In this notebook, our goal is to transform the original dataset provided from LMS into the representation of the star schema which we designed.

### Libary and dataset imports

Here we import pandas and openpyxl, with the second one done by using pip since it gave us problems locally.

In [None]:
import pandas as pd
import pip
pip.main(["install", "openpyxl"])

Here we load the excel dataset.

In [None]:
file_path = "../../../00-Project/datasets/2024-08-01_LMS_data_2023.xlsx"
xls = pd.ExcelFile(file_path)

### Load the different sheets into their respective data frames

Here we load the different sheets in their own dataframes. We don't do it in one cell for testing reasons. \
Shipment is our fact, and we identified as dimensions the information about:
<ul>
  <li>Carrier</li>
  <li>Domain</li>
  <li>Country</li>
  <li>Service</li>
  <li>Customer</li>
  <li>Pickup address</li>
  <li>Delivery address</li>
</ul>

In [None]:
shipment_df = pd.read_excel(xls, 'shipment')

In [None]:
carrier_df = pd.read_excel(xls, 'carrier')
domain_df = pd.read_excel(xls, 'domain')
country_df = pd.read_excel(xls, 'country')

In [None]:
service_df = pd.read_excel(xls, 'service')

In [None]:
customer_df = pd.read_excel(xls, 'customer')

In [None]:
pickupaddress_df = pd.read_excel(xls, 'pickupaddress')
deliveryaddress_df = pd.read_excel(xls, 'deliveryaddress')

In [None]:
branchcode_df = pd.read_excel(xls, 'branchcode')
branchcode_customer_translation_df = pd.read_excel(xls, 'branchcode_customer_translation')

### Preprocessing of shipment

In the shipment dataframe, we make some quality checks for the shipment id

In [None]:
# We convert 'shipment_id' to numeric, then turn invalid values (non-numeric) to NaN
shipment_df['shipment_id'] = pd.to_numeric(shipment_df['shipment_id'], errors='coerce')

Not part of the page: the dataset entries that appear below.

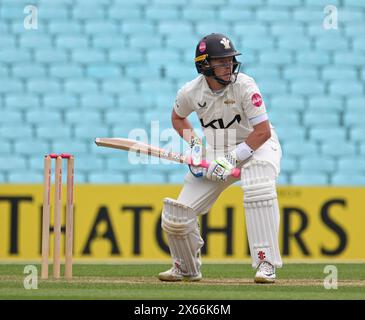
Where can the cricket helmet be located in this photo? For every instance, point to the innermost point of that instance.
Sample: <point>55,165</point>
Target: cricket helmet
<point>214,46</point>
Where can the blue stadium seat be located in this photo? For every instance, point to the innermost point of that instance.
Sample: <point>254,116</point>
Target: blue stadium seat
<point>43,116</point>
<point>12,163</point>
<point>348,180</point>
<point>152,86</point>
<point>4,71</point>
<point>286,43</point>
<point>67,41</point>
<point>185,43</point>
<point>185,72</point>
<point>289,164</point>
<point>338,148</point>
<point>324,102</point>
<point>308,14</point>
<point>252,28</point>
<point>90,132</point>
<point>316,163</point>
<point>357,134</point>
<point>207,27</point>
<point>145,42</point>
<point>8,41</point>
<point>64,27</point>
<point>307,73</point>
<point>24,70</point>
<point>356,59</point>
<point>43,85</point>
<point>351,164</point>
<point>312,58</point>
<point>328,119</point>
<point>339,73</point>
<point>353,119</point>
<point>102,27</point>
<point>80,85</point>
<point>5,148</point>
<point>285,3</point>
<point>320,3</point>
<point>87,12</point>
<point>255,43</point>
<point>51,132</point>
<point>25,176</point>
<point>92,117</point>
<point>153,177</point>
<point>11,86</point>
<point>327,134</point>
<point>289,102</point>
<point>29,146</point>
<point>304,87</point>
<point>13,55</point>
<point>283,179</point>
<point>9,116</point>
<point>22,101</point>
<point>331,42</point>
<point>138,72</point>
<point>132,27</point>
<point>234,14</point>
<point>97,101</point>
<point>107,177</point>
<point>276,57</point>
<point>264,73</point>
<point>52,14</point>
<point>117,116</point>
<point>175,27</point>
<point>88,55</point>
<point>121,13</point>
<point>284,119</point>
<point>71,146</point>
<point>66,70</point>
<point>291,148</point>
<point>308,178</point>
<point>50,55</point>
<point>273,14</point>
<point>343,87</point>
<point>291,133</point>
<point>198,13</point>
<point>108,42</point>
<point>125,57</point>
<point>163,57</point>
<point>120,86</point>
<point>60,101</point>
<point>127,130</point>
<point>288,30</point>
<point>104,71</point>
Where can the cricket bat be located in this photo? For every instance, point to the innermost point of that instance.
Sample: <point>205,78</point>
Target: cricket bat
<point>144,148</point>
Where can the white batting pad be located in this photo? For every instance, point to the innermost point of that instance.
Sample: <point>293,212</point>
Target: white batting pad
<point>180,223</point>
<point>262,212</point>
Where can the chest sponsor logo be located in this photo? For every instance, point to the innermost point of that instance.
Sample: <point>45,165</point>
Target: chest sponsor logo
<point>219,124</point>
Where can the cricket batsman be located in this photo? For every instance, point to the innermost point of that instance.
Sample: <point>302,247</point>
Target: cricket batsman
<point>238,133</point>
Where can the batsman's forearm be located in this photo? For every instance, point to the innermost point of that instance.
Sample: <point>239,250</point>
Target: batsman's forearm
<point>183,128</point>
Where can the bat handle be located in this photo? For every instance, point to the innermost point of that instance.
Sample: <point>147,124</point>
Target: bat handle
<point>235,171</point>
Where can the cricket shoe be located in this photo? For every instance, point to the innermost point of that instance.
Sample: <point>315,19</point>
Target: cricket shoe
<point>265,273</point>
<point>175,274</point>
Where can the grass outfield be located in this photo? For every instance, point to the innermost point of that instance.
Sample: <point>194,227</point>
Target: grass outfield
<point>220,282</point>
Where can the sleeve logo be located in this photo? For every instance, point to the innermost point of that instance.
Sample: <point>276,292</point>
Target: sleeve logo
<point>256,100</point>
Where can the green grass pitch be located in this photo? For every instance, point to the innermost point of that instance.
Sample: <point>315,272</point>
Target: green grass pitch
<point>220,282</point>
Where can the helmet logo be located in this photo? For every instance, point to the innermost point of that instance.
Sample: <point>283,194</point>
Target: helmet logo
<point>202,46</point>
<point>226,44</point>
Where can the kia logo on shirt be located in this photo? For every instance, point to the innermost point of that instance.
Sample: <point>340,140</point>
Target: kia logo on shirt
<point>213,123</point>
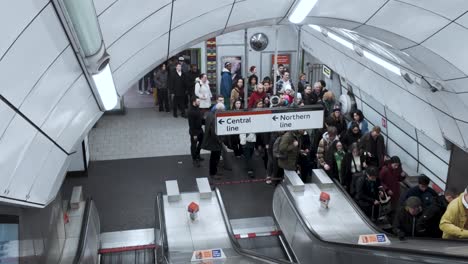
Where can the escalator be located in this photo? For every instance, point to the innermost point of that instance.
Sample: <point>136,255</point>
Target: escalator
<point>331,235</point>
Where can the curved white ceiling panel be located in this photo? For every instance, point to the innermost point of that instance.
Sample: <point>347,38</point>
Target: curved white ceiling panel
<point>17,23</point>
<point>450,43</point>
<point>67,108</point>
<point>140,36</point>
<point>186,10</point>
<point>51,87</point>
<point>344,9</point>
<point>408,21</point>
<point>444,69</point>
<point>253,10</point>
<point>449,9</point>
<point>123,15</point>
<point>33,53</point>
<point>6,115</point>
<point>142,62</point>
<point>212,22</point>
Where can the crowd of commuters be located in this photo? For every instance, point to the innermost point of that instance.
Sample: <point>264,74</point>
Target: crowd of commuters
<point>346,148</point>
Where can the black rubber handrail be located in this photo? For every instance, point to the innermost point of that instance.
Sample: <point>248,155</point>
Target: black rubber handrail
<point>162,245</point>
<point>313,235</point>
<point>83,232</point>
<point>235,243</point>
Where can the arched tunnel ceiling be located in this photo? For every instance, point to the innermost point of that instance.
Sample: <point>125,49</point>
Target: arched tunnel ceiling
<point>45,98</point>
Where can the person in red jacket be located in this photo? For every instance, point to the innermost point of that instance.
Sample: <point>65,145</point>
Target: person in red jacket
<point>390,177</point>
<point>256,96</point>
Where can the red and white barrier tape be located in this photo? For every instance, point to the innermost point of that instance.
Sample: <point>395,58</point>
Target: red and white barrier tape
<point>254,235</point>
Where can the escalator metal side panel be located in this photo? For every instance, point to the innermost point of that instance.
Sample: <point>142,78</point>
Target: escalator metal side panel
<point>308,247</point>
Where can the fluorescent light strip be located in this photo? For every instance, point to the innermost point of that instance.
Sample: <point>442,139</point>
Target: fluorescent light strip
<point>383,63</point>
<point>106,88</point>
<point>340,40</point>
<point>301,11</point>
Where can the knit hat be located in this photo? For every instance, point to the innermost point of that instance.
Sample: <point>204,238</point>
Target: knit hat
<point>395,159</point>
<point>413,202</point>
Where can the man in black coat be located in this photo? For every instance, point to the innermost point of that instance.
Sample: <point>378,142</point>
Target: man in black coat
<point>178,87</point>
<point>195,119</point>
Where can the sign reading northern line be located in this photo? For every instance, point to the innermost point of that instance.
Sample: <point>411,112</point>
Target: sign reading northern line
<point>273,119</point>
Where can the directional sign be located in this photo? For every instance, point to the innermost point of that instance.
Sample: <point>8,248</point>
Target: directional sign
<point>274,119</point>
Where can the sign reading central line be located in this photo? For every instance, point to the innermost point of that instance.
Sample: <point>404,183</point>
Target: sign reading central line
<point>275,119</point>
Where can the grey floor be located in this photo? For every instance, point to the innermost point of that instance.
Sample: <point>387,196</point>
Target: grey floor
<point>125,190</point>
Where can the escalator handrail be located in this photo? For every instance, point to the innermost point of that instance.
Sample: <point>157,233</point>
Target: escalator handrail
<point>313,235</point>
<point>162,239</point>
<point>235,243</point>
<point>84,232</point>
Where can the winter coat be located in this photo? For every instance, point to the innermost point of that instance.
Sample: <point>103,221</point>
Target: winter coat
<point>211,141</point>
<point>292,152</point>
<point>366,144</point>
<point>363,125</point>
<point>160,79</point>
<point>427,197</point>
<point>178,84</point>
<point>390,179</point>
<point>454,220</point>
<point>326,149</point>
<point>256,96</point>
<point>203,92</point>
<point>367,191</point>
<point>226,83</point>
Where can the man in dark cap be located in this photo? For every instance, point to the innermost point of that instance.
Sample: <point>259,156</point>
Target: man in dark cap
<point>405,223</point>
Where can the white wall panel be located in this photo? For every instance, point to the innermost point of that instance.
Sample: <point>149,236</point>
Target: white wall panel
<point>32,161</point>
<point>341,9</point>
<point>140,64</point>
<point>140,36</point>
<point>101,5</point>
<point>47,175</point>
<point>437,149</point>
<point>76,129</point>
<point>433,163</point>
<point>450,9</point>
<point>211,22</point>
<point>186,10</point>
<point>443,68</point>
<point>125,14</point>
<point>248,11</point>
<point>51,87</point>
<point>408,21</point>
<point>459,86</point>
<point>14,148</point>
<point>6,115</point>
<point>14,17</point>
<point>453,51</point>
<point>66,110</point>
<point>46,35</point>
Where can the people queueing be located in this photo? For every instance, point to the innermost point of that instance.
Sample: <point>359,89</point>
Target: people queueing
<point>454,222</point>
<point>212,142</point>
<point>178,88</point>
<point>195,120</point>
<point>226,83</point>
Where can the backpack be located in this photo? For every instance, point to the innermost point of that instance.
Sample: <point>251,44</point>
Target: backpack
<point>276,151</point>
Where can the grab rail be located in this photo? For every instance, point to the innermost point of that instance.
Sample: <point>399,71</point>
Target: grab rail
<point>235,243</point>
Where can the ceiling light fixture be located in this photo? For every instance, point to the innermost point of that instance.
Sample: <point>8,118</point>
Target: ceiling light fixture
<point>106,88</point>
<point>382,62</point>
<point>301,10</point>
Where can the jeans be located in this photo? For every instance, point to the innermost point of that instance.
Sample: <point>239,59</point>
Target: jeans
<point>195,146</point>
<point>214,160</point>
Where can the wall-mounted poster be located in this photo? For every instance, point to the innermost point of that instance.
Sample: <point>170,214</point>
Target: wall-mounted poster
<point>284,59</point>
<point>236,69</point>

# We drop rows where 'shipment_id' is NaN
shipment_df_clean = shipment_df.dropna(subset=['shipment_id'])

Next, we want to make quality checks for the dates present.

In [None]:
# With this function we check is the date is valid and within reasonale bounds
def fix_and_check_date(date_str):
    try:
        date = pd.to_datetime(date_str, errors='raise')  # We attempt to convert the date
        if date.year > 2026:  # If the year is out of bounds (beyond 2026)
            return pd.NaT  # We mark it as NaT (invalid)
        return date
    except:
        return pd.NaT  # We mark as NaT if the conversion fails

# We apply the function to our date columns and we discard the time
for col in ['created_date', 'real_delivery_date', 'real_pickup_date']:
    shipment_df_clean[col] = shipment_df_clean[col].apply(fix_and_check_date).dt.date

# We drop the rows where any date column contains NaT
shipment_df_clean.dropna(subset=['created_date', 'real_delivery_date', 'real_pickup_date'], inplace=True)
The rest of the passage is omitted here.